Kendisine söylenen her şeyi duyduğu gibi körü körüne kabullenen insandan daha
tehlikelisi yoktur. Yaşayan bir canlı bombadır ve canlı bomba olduğundan haberi
dahi yoktur. Çünkü kendi iradesini tamamen ipotek altına aldırmıştır. Kendi hür
iradesiyle karar verebilme yetisini kaybetmiştir. Ülke olarak da bunun en acı
örneğini 15 Temmuz'da hazin bir şekilde deneyimledik. Temsil hakkını kaybetmiş
kişilerin tüm ülkeyi temsil ettiklerini zannederek aptal cesaretiyle ortaya
koydukları kalkışma bağnazlığın yakın zamanda şahit olduğumuz en hazin
örneğidir.
Bağnazlık sadece bir fikre körü körüne
bağlanmak olmayıp, bireysel olarak da kişinin kendisini en mükemmel görmesi ve
kendisinden sonrasının tufan olacağını söylemesi de bağnazlığın bir başka
boyutudur. Bu tip kişi ve kişilikler için her türlü başarısızlık koltuğunda
oturduğu müddetçe başarıdır. Başarıya yüklediği anlam kendi menfaatinden öte
bir durum değildir. Lakin bu tip kişiler temsil hakkını kaybettiklerinden de
bihaberdir. Bunun bile bilincinde değillerdir.

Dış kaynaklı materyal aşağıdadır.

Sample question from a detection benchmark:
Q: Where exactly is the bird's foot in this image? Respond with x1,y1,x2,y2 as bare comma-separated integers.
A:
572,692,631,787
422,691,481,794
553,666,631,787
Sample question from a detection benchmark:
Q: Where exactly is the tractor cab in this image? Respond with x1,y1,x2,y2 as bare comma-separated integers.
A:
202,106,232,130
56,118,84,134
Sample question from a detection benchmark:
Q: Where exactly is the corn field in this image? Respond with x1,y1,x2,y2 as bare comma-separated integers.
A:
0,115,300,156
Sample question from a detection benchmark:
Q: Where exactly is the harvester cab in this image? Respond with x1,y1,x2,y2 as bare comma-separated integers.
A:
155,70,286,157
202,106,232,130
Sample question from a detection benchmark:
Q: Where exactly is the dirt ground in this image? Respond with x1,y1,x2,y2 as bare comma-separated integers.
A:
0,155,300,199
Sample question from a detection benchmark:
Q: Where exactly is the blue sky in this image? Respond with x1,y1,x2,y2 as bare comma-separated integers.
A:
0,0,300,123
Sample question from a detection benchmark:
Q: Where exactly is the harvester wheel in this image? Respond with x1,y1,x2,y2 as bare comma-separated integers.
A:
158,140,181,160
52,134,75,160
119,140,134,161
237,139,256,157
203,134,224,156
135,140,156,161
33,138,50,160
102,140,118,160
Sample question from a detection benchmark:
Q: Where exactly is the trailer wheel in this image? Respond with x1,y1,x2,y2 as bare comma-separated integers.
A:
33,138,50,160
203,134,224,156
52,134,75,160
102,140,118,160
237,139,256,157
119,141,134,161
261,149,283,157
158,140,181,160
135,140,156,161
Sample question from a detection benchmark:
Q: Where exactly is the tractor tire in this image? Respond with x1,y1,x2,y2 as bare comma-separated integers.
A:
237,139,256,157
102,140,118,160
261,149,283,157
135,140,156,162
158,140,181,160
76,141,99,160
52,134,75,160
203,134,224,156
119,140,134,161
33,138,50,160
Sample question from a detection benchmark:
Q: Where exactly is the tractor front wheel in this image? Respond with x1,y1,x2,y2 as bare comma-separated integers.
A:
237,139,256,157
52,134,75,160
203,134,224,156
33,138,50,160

Hakikat insanların bulundukları yerlere
güç katmasını ister, bulundukları yerden güç devşirmelerini değil. Ne mutlu
bulundukları yerlere güç katarak o makamların temsil hakkını layıkıyla yerine
getirenlere.
Konuyla ilgili Rabbimizin ayetini
hatırlatarak yazımıza son verelim: “Allah,
size, emanetleri mutlaka ehline vermenizi ve insanlar arasında hükmettiğiniz
zaman adaletle hükmetmenizi emrediyor. Doğrusu Allah, bununla size ne güzel
öğüt veriyor! Şüphesiz ki Allah, hakkıyla işitendir, hakkıyla görendir.”
(Nisa Suresi, 58. Ayet)
Allah hepimizi şu imtihan dünyasında
aile, iş, arkadaş çevresi ve rol model olarak bulunduğumuz herhangi bir ortamda
temsil hakkını layıkıyla yerine getirenlerden eylesin.